To collect data in this study, a series of surveys were distributed to students in the six participating sections of Sophomore Engineering Clinic I. In this study, data was collected through two pre-surveys, six judgments distributed throughout the semester, and one post-survey

The first portion of this study involved administering two surveys on the first day of class through Qualtrics, a web-based survey platform (Pre-surveys 1 & 2). Pre-survey 1 had the students respond to six decontextualized hypothetical situations where they were asked to make a judgment. Each situation had two options for the student to choose between. Once the students chose their response, they were then asked to qualitatively explain their rationale for choosing the selected option. Each of the options were provisionally coded to reflect one of the six criteria from the conceptual framework. This framework, though initially applied to the process safety context, was built on literature from a variety of industries.

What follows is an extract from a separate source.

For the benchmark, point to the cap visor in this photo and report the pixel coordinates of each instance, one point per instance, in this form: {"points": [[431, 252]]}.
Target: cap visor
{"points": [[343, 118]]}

Pre-survey 2 asked students to rank six criteria from the conceptual framework in terms of what they believed was most important to them when making judgments in public welfare contexts. The survey also measured students’ perceptions of engineers’ professional responsibility using the Engineering Professional Responsibility Assessment (EPRA) survey instrument. The EPRA “measures students’ social responsibility attitudes and operationalizes the professional social responsibility development model, which describes the development of personal and professional social responsibility in engineers” (Canney & Bielefeldt, 2016, p. 1). This survey instrument was intended to be used to assess curricular interventions which are specifically focused on issues of engineering social responsibility. I utilized the Likert scale items presented in the survey as these items have shown that they have validity evidence in the three measured realms (personal social awareness, professional development, professional connectedness) and eight measured dimensions (awareness, ability, connectedness, base skills, professional ability, analyze, professional connectedness, costs-benefits) (Canney & Bielefeldt, 2015, 2016). This survey was administered on the first day of the course and again at the end of the semester (as the “Post-survey”) to determine how these measures changed over the course of the semester.

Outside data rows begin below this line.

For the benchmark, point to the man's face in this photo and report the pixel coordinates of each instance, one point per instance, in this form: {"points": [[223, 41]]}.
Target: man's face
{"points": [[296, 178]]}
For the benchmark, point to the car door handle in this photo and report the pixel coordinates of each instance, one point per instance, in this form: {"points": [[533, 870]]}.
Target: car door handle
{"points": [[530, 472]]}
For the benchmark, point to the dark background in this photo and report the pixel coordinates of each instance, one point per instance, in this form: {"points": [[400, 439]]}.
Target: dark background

The second portion of the study involved students making judgments related to the in-class project and served as the basis for the game. Students’ simulated behaviors were collected through an alternate reality game (ARG). The ARG presents contextualized and non-hypothetical versions of the judgments that students saw in Pre-survey 1. The alignment between the judgments presented in the pre-survey and during the ARG helped to link students’ espoused beliefs to their simulated behaviors to understand both quantitatively and qualitatively how their beliefs and behaviors did or did not align. Following the completion of data collection for each survey, the data was exported, and identifying information was replaced with anonymized numerical identifiers to protect participants.

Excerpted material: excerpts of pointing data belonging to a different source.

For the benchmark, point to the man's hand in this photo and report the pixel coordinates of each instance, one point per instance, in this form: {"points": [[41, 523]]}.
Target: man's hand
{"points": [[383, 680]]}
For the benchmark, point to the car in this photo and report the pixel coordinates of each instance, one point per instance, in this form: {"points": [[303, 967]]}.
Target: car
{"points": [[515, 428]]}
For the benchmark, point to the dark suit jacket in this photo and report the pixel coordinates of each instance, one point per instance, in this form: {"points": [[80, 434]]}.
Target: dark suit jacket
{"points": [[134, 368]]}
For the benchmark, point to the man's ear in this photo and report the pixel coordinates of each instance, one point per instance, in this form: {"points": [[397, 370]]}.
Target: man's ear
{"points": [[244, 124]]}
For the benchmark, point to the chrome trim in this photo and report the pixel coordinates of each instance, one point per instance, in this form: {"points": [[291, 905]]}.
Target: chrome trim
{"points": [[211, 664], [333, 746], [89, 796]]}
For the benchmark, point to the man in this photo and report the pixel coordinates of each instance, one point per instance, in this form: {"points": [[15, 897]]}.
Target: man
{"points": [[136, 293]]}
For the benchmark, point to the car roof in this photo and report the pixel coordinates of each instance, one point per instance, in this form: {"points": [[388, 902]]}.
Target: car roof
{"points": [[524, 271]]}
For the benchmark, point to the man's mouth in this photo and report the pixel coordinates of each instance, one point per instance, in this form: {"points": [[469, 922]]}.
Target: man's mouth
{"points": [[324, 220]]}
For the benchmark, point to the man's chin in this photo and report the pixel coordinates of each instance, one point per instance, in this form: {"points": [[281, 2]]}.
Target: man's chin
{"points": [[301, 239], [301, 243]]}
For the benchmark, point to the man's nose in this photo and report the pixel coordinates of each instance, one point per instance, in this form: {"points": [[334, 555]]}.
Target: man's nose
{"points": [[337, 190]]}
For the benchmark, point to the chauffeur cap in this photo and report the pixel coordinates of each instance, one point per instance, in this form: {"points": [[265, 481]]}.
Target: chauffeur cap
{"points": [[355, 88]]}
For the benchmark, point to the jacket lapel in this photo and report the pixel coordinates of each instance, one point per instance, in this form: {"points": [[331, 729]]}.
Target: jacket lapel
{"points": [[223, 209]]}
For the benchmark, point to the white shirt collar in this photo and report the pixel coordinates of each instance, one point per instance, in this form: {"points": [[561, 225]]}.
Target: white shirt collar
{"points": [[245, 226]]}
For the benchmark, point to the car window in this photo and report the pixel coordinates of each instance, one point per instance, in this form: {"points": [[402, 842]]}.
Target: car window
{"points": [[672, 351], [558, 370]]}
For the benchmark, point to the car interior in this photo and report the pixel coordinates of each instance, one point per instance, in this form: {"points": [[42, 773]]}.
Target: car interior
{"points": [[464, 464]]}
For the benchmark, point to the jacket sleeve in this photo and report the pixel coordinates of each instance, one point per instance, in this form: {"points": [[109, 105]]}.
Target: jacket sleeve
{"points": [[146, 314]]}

Included in the data analysis folders for this repo is some information on how to clean the data collected from the various surveys and judgments, and how to complete median imputation to estimate group cirtieria prioritization. By updating the excel file (medImp.xlsx) with the data collected, users can then run the MedianImputationOutput.m file to automatically perform the median imputation process on the collected data. This MATLAB file will give the user both the ordinal rankings of the six studied criteria and the median imputated estimates for the frequency of which each criterion was selected.